Global big pharma’s attention to Chinese biotech companies dates back to the mid-2010s. At the time, China was still viewed primarily as a manufacturing base for generics and APIs. However, as breakthroughs emerged in areas such as immuno-oncology and cell therapies, exploratory collaborations and points of engagement with global pharmaceutical companies increased. A landmark case came in 2017, when Janssen, a subsidiary of Johnson & Johnson, signed a global co-development and commercialization agreement with China’s Legend Biotech for the chimeric antigen receptor T-cell (CAR-T) candidate LCAR-B38M. Janssen secured global rights excluding Greater China and reportedly paid an upfront fee of $350 million. The asset was later developed into the multiple myeloma treatment ciltacabtagene autoleucel (cilta-cel) and successfully commercialized globally, marking one of the earliest cases in which Chinese biotech technology evolved into a core pipeline asset for global big pharma.

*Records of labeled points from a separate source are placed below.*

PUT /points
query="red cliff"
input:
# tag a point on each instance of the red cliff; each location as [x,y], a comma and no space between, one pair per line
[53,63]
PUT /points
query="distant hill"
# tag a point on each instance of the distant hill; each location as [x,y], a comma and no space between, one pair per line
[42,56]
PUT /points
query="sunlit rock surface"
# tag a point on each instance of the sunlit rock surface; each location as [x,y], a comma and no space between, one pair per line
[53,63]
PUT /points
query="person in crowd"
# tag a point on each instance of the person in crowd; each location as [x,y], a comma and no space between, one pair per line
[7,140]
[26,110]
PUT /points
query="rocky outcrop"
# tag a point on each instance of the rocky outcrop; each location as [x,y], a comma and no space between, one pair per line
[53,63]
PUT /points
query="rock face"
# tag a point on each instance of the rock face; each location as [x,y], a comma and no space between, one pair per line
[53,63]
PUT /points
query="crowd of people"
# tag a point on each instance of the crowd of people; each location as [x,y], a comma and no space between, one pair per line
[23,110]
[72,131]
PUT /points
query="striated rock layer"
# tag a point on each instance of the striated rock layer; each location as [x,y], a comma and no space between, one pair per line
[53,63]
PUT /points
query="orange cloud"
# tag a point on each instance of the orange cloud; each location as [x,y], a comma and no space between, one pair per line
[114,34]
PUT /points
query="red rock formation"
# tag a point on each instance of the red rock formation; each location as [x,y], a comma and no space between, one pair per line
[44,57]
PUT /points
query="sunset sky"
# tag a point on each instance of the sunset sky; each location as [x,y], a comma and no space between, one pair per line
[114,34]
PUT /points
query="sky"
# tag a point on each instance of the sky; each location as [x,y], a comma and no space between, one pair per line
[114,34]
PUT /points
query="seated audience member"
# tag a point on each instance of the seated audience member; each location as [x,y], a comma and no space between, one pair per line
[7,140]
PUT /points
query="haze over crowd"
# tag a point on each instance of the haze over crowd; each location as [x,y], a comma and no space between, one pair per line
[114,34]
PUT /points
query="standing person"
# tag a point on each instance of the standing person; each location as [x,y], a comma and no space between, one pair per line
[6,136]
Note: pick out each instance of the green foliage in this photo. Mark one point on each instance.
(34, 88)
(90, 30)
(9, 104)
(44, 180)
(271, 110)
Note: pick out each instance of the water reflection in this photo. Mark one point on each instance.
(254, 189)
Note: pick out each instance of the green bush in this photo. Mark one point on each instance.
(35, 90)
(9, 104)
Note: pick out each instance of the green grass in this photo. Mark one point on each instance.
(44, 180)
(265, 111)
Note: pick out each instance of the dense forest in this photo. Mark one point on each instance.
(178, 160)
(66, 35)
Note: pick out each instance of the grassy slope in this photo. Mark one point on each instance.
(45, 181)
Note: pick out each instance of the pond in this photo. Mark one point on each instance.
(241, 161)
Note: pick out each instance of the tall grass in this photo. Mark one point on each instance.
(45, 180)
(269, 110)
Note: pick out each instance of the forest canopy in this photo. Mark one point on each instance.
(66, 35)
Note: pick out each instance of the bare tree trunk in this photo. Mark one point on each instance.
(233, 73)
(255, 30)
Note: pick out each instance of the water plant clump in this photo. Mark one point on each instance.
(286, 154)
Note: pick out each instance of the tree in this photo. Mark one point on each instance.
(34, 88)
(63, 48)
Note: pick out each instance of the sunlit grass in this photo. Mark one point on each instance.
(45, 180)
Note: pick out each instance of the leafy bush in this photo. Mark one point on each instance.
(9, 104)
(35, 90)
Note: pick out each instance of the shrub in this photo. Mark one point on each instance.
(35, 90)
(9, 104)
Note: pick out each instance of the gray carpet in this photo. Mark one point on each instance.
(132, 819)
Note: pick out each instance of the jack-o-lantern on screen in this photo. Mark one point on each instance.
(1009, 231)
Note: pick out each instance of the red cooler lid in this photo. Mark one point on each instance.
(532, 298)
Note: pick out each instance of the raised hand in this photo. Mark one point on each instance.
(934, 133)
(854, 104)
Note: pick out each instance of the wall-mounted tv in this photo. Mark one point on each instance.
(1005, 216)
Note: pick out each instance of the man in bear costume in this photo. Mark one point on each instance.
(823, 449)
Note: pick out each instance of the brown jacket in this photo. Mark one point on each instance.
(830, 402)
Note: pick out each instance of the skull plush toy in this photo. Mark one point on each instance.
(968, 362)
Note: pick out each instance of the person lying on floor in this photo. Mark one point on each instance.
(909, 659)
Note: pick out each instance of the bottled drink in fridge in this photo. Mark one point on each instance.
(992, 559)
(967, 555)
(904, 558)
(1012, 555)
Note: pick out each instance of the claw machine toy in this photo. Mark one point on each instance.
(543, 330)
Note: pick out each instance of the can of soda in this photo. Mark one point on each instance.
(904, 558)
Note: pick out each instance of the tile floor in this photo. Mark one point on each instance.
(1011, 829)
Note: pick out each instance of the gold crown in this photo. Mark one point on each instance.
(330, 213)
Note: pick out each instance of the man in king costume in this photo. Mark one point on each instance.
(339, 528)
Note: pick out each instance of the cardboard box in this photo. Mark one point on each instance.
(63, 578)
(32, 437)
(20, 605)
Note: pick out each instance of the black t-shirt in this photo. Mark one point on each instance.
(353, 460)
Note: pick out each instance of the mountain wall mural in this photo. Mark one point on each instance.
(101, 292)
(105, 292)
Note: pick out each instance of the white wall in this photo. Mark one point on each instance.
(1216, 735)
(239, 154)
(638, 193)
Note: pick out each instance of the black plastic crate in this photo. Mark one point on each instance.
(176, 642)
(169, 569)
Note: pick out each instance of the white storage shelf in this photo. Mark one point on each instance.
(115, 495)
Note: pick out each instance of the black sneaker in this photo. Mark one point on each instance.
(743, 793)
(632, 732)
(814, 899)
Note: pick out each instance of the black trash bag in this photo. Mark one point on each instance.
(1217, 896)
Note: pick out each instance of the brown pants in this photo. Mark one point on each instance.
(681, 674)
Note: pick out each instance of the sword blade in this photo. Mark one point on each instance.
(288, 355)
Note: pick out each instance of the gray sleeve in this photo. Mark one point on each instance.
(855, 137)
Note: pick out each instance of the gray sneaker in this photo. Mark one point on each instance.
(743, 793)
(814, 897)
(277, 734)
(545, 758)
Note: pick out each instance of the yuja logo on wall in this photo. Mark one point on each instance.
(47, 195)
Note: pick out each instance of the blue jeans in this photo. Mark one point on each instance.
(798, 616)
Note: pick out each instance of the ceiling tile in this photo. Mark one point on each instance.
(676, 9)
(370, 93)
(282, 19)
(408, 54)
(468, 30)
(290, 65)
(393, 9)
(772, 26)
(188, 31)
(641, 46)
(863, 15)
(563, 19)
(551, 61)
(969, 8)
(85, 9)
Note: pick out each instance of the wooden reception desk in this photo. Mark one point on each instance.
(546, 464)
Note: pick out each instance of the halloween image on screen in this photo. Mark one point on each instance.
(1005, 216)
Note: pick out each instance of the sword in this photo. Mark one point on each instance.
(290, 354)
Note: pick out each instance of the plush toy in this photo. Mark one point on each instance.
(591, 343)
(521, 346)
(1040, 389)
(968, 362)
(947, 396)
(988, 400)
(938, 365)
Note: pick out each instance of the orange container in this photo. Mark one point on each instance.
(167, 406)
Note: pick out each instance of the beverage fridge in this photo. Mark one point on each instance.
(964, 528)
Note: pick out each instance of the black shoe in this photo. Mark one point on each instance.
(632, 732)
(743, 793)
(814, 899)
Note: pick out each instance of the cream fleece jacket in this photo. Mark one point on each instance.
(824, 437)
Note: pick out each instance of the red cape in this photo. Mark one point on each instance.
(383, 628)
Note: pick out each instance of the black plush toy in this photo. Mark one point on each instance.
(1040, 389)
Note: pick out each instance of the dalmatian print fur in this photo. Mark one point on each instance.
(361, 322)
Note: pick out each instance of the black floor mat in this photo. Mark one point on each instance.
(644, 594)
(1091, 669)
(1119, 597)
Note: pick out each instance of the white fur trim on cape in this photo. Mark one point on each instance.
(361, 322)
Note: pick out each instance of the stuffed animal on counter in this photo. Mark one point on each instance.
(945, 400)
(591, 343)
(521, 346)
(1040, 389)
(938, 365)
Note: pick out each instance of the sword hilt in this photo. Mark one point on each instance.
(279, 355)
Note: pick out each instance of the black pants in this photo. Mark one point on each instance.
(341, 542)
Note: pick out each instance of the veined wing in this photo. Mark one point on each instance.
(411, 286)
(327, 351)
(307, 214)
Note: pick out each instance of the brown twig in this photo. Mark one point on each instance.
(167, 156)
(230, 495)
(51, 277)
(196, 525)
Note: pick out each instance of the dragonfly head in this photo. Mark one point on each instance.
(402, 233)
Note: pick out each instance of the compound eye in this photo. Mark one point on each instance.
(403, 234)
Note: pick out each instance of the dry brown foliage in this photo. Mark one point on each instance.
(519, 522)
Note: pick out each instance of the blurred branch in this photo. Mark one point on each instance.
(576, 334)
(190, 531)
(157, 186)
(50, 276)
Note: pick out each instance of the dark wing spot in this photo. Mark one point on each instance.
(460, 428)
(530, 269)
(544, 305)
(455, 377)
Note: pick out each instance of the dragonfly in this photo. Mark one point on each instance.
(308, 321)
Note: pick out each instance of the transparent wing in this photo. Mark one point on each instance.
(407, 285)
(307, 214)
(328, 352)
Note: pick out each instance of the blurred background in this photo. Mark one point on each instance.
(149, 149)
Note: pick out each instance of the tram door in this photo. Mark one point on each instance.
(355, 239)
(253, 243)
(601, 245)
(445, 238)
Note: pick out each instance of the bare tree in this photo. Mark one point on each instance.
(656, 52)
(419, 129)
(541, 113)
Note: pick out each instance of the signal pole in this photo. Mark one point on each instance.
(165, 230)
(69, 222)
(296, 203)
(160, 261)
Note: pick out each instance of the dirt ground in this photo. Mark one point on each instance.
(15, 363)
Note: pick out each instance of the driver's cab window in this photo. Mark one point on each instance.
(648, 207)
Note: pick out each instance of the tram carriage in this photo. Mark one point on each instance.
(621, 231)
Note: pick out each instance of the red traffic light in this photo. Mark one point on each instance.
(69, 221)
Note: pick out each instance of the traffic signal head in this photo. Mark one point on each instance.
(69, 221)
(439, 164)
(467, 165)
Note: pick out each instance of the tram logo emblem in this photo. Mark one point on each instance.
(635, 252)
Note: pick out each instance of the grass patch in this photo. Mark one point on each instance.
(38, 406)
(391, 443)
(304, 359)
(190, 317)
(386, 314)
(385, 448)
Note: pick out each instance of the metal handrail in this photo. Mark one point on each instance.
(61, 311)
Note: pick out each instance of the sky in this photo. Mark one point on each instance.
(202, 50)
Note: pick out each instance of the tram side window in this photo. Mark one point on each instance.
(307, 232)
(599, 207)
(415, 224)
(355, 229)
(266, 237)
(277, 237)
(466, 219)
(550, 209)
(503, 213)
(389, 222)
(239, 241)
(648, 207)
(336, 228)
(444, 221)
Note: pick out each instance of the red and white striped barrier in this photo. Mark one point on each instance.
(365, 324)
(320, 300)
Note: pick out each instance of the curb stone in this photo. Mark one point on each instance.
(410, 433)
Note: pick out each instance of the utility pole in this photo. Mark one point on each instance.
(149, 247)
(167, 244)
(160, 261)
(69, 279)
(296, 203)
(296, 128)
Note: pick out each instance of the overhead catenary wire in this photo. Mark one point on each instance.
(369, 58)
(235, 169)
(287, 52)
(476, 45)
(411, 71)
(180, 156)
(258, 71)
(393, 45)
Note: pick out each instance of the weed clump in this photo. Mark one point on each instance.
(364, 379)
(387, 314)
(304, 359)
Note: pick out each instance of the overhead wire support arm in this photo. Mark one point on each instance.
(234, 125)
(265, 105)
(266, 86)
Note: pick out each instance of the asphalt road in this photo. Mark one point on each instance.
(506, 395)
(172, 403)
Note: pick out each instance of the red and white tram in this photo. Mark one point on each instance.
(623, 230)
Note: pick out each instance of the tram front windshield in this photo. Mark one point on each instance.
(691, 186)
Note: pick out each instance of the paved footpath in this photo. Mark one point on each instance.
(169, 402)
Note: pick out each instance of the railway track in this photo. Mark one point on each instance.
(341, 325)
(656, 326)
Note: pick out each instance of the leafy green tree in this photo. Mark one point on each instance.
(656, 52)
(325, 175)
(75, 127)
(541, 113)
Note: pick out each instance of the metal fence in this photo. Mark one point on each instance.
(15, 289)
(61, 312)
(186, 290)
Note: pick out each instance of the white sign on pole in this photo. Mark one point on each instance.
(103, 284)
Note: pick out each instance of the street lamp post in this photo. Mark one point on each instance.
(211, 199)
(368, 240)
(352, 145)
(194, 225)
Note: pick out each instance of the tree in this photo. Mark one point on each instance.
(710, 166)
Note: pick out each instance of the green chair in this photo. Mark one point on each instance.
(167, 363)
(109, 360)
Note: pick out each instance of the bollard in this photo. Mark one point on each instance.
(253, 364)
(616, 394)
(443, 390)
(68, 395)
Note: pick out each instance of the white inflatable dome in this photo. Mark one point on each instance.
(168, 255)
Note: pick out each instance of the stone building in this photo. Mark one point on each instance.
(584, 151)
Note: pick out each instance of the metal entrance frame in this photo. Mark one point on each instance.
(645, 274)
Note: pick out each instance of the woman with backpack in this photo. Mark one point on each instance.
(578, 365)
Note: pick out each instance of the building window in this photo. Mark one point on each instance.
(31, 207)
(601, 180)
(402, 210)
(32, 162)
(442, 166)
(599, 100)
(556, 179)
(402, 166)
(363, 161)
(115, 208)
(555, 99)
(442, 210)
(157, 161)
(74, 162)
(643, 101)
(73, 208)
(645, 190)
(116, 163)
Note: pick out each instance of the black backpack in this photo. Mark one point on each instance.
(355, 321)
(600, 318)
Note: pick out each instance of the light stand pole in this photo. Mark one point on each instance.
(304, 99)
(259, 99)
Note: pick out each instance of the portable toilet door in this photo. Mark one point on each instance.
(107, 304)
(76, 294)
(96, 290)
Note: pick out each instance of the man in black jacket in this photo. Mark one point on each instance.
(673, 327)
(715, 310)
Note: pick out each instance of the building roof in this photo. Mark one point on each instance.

China’s growth momentum is expected to continue. According to global consulting firm McKinsey & Company, China’s pharmaceutical market reached $277.3 billion in 2024. Within this, the innovative drug segment is recording double-digit compound annual growth rates, driving overall market expansion. In the United States, some analysts warn that unless appropriate measures are taken within the next three years, U.S. biopharmaceutical leadership could suffer “irreversible” damage. The U.S. National Security Commission on Emerging Biotechnology (NSCEB) recently published a report noting that China is rapidly narrowing the gap with the United States by strengthening its dominance in pharmaceuticals and biotechnology. The report concludes that after treating biotechnology as a strategic priority for two decades, China is swiftly emerging as a dominant force in the sector. It recommends that the U.S. government invest at least $15 billion over the next five years to attract greater private capital into the domestic biotechnology sector. The NSCEB also projects that if current trends accelerate, Chinese-origin drugs could account for 35% of new drug approvals by the U.S. Food and Drug Administration (FDA) by 2040. This is interpreted as a warning signal that U.S. health security could become dependent on China.